The global healthcare sector is facing a crisis: there are not enough healthcare practitioners to handle the demands of patients. This situation will be exacerbated in the future as the population grows and demographics change. Artificial Intelligence (AI), through its ability to assist with diagnostics, can enhance the efficiency and quality of healthcare. However, before AI can be applied to patient data, it must be shown to be safe and reliable. The Focus Group on “AI for Health” (FG-AI4H), a collaboration between the World Health Organization and International Telecommunications Union, is developing a standardized framework in which AI can be tested. Fraunhofer HHI is contributing to the development of this framework.

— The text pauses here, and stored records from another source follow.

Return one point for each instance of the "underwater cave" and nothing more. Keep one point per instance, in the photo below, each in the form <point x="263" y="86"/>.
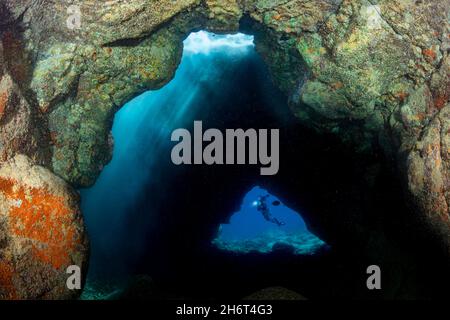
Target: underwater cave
<point x="160" y="230"/>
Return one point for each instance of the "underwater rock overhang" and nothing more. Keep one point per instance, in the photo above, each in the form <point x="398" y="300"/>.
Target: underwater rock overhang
<point x="375" y="73"/>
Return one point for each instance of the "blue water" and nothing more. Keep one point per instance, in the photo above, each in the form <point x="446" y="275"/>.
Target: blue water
<point x="141" y="133"/>
<point x="117" y="224"/>
<point x="249" y="231"/>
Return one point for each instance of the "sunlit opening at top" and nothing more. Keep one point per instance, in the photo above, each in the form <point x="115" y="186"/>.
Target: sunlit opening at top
<point x="204" y="42"/>
<point x="264" y="223"/>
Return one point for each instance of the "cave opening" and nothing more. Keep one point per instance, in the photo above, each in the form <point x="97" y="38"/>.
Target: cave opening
<point x="155" y="223"/>
<point x="264" y="224"/>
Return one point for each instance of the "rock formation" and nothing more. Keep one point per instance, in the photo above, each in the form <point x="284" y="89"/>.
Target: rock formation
<point x="41" y="232"/>
<point x="372" y="72"/>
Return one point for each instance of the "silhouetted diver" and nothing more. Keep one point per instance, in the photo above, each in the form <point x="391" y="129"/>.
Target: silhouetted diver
<point x="261" y="206"/>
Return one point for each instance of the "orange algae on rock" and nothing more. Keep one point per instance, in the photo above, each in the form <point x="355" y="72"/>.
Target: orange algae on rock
<point x="44" y="219"/>
<point x="6" y="282"/>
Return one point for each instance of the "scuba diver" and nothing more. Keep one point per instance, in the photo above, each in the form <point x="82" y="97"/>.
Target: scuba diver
<point x="261" y="206"/>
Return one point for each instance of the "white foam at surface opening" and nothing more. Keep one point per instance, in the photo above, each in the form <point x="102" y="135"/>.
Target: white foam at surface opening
<point x="205" y="42"/>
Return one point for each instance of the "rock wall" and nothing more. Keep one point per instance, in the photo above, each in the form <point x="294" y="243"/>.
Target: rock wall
<point x="372" y="72"/>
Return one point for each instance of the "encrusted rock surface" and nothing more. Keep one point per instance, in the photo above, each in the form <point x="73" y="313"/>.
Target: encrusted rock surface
<point x="372" y="72"/>
<point x="41" y="232"/>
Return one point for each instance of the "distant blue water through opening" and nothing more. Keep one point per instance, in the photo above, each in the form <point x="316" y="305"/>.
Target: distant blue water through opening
<point x="248" y="230"/>
<point x="141" y="131"/>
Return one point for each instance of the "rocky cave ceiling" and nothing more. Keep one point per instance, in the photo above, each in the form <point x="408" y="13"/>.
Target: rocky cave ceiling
<point x="372" y="72"/>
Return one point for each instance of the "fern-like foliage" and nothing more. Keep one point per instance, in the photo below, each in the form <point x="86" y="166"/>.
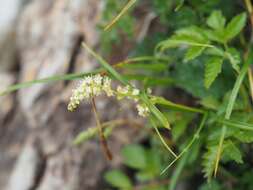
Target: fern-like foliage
<point x="209" y="41"/>
<point x="212" y="70"/>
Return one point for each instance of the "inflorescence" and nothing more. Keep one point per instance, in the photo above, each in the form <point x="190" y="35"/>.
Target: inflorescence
<point x="95" y="85"/>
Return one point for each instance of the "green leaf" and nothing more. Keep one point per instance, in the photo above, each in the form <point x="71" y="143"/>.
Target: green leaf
<point x="215" y="35"/>
<point x="231" y="152"/>
<point x="244" y="136"/>
<point x="193" y="52"/>
<point x="134" y="156"/>
<point x="118" y="179"/>
<point x="216" y="20"/>
<point x="210" y="102"/>
<point x="155" y="111"/>
<point x="235" y="26"/>
<point x="212" y="69"/>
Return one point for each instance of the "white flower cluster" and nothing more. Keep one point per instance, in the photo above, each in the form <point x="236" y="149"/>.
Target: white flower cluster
<point x="89" y="87"/>
<point x="92" y="86"/>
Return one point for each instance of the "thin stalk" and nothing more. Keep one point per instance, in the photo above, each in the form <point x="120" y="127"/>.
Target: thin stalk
<point x="186" y="149"/>
<point x="178" y="171"/>
<point x="161" y="138"/>
<point x="122" y="12"/>
<point x="103" y="141"/>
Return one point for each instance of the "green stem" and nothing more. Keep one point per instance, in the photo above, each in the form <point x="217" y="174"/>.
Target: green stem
<point x="195" y="137"/>
<point x="230" y="106"/>
<point x="178" y="171"/>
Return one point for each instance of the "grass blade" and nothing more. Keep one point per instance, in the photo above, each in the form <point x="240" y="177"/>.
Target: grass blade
<point x="230" y="106"/>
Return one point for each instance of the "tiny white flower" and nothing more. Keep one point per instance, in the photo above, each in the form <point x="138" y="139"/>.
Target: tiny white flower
<point x="135" y="92"/>
<point x="98" y="79"/>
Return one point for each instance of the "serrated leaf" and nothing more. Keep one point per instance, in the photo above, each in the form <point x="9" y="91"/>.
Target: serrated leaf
<point x="216" y="20"/>
<point x="134" y="156"/>
<point x="209" y="160"/>
<point x="235" y="26"/>
<point x="193" y="52"/>
<point x="212" y="69"/>
<point x="118" y="179"/>
<point x="244" y="136"/>
<point x="231" y="152"/>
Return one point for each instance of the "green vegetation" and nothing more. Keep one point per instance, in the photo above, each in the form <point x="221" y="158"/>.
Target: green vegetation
<point x="201" y="50"/>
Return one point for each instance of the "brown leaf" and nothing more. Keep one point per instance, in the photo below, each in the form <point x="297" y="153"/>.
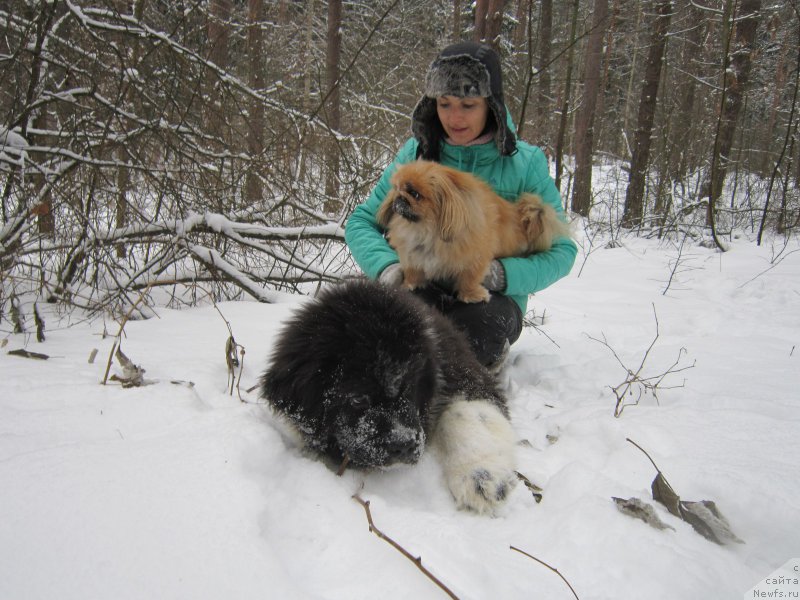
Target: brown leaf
<point x="28" y="354"/>
<point x="132" y="374"/>
<point x="633" y="507"/>
<point x="705" y="518"/>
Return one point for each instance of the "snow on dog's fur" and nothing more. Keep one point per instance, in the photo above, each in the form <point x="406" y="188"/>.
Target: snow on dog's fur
<point x="371" y="376"/>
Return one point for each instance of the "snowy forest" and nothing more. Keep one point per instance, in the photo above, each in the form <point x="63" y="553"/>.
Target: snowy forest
<point x="147" y="146"/>
<point x="176" y="176"/>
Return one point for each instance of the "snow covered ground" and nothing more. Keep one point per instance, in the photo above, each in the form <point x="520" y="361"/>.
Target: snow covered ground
<point x="180" y="490"/>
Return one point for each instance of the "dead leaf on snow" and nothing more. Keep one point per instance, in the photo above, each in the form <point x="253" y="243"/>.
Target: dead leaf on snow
<point x="638" y="509"/>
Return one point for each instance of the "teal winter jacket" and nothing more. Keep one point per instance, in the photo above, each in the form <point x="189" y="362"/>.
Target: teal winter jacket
<point x="510" y="176"/>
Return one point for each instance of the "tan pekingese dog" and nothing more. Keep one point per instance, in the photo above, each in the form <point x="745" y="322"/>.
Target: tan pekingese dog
<point x="448" y="225"/>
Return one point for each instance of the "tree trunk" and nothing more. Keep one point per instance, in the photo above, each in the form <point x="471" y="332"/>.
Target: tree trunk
<point x="544" y="96"/>
<point x="565" y="106"/>
<point x="634" y="196"/>
<point x="219" y="32"/>
<point x="456" y="21"/>
<point x="488" y="21"/>
<point x="253" y="192"/>
<point x="332" y="106"/>
<point x="584" y="125"/>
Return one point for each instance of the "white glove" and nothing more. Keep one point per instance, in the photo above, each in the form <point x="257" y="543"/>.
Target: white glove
<point x="495" y="280"/>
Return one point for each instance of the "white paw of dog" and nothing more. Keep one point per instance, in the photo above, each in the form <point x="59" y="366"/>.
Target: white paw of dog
<point x="476" y="445"/>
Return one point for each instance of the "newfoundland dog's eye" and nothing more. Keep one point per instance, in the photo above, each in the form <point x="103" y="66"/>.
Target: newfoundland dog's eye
<point x="412" y="192"/>
<point x="359" y="402"/>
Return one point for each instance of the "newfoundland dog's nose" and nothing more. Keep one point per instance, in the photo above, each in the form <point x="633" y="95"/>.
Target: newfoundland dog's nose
<point x="403" y="450"/>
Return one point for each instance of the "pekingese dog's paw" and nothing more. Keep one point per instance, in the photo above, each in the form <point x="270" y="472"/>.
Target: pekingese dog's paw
<point x="473" y="294"/>
<point x="476" y="445"/>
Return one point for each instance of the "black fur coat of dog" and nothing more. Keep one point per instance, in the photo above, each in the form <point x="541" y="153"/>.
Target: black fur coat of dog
<point x="370" y="376"/>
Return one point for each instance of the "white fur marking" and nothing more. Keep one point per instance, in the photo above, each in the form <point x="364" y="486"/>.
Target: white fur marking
<point x="476" y="445"/>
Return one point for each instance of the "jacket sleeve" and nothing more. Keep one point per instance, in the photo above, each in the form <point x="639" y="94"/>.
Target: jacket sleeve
<point x="534" y="273"/>
<point x="363" y="235"/>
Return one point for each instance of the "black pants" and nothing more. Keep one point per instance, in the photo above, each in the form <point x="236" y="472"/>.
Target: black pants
<point x="487" y="325"/>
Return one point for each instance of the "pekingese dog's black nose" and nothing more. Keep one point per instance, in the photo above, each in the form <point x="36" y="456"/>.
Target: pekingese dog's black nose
<point x="403" y="450"/>
<point x="403" y="208"/>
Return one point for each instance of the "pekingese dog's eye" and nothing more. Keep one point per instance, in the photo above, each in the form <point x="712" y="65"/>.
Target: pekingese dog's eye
<point x="412" y="192"/>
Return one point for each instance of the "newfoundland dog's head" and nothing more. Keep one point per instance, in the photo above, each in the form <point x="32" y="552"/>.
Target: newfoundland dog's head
<point x="355" y="371"/>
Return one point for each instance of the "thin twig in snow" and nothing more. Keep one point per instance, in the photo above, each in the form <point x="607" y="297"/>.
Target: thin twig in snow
<point x="416" y="560"/>
<point x="553" y="569"/>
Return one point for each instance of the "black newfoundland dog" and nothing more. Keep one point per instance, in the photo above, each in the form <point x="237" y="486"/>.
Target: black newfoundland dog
<point x="369" y="376"/>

AI has the ability to learn from digital health data (e.g., images, sensor measurements, and electronic health records) and to assist healthcare practitioners with detection, diagnosis, and medical decision-making. This can enhance the efficiency of the healthcare system. However, AI algorithms are highly complex and their performance depends on the quality of training data. If AI algorithms are poorly designed and/or training data are biased or incomplete, errors or problematic results can occur. Therefore, before an AI can be safely applied to digital health data, it must be rigorously tested. Currently, however, there is no universally agreed upon method to conduct AI testing. To address this Achilles heel of AI systems, Fraunhofer HHI is contributing to FG-AI4H. According to Thomas Wiegand, Executive Director of Fraunhofer HHI, Professor at TU Berlin, and Chair of the Focus Group, the project is at the interface of “ethics, health, and technology.”
The procedure of FG-AI4H is multi-tiered. First, topics (i.e., specific health problems) and related data (e.g., annotated imagery) are selected. The criteria for selection include: whether the topic affects a large part of the population, whether the topic can benefit from the use of AI, and whether sufficient data are available (e.g., whether there are there sufficient data for training an AI, whether there are sufficient undisclosed data for testing an AI, whether the data are of high quality and ethical source, and whether the data come from varying sources). For the selected topics, communities of stakeholders are established. Thus far, ten of these topic groups have formed, covering ophthalmology (retinal imaging diagnostics), snakebite and snake identification, and beyond. These topic groups converge expertise and datasets, choose benchmarking tasks, and coordinate the benchmarking process. For the latter, training data are made available to AI developers. The resulting AI algorithms are evaluated over the Focus Group’s online platform using undisclosed test data. In addition to providing organizational support to the Focus Group Fraunhofer HHI is lending technical support: expertise in explainable AI (XAI), AI evaluation criteria and quality metrics, and data privacy preservation.
Although FG-AI4H has an official duration of two years (2018–20), momentum will likely drive the project beyond 2020. Furthermore, the impact of the resulting standardizations will benefit medical practitioners and patients well into the future.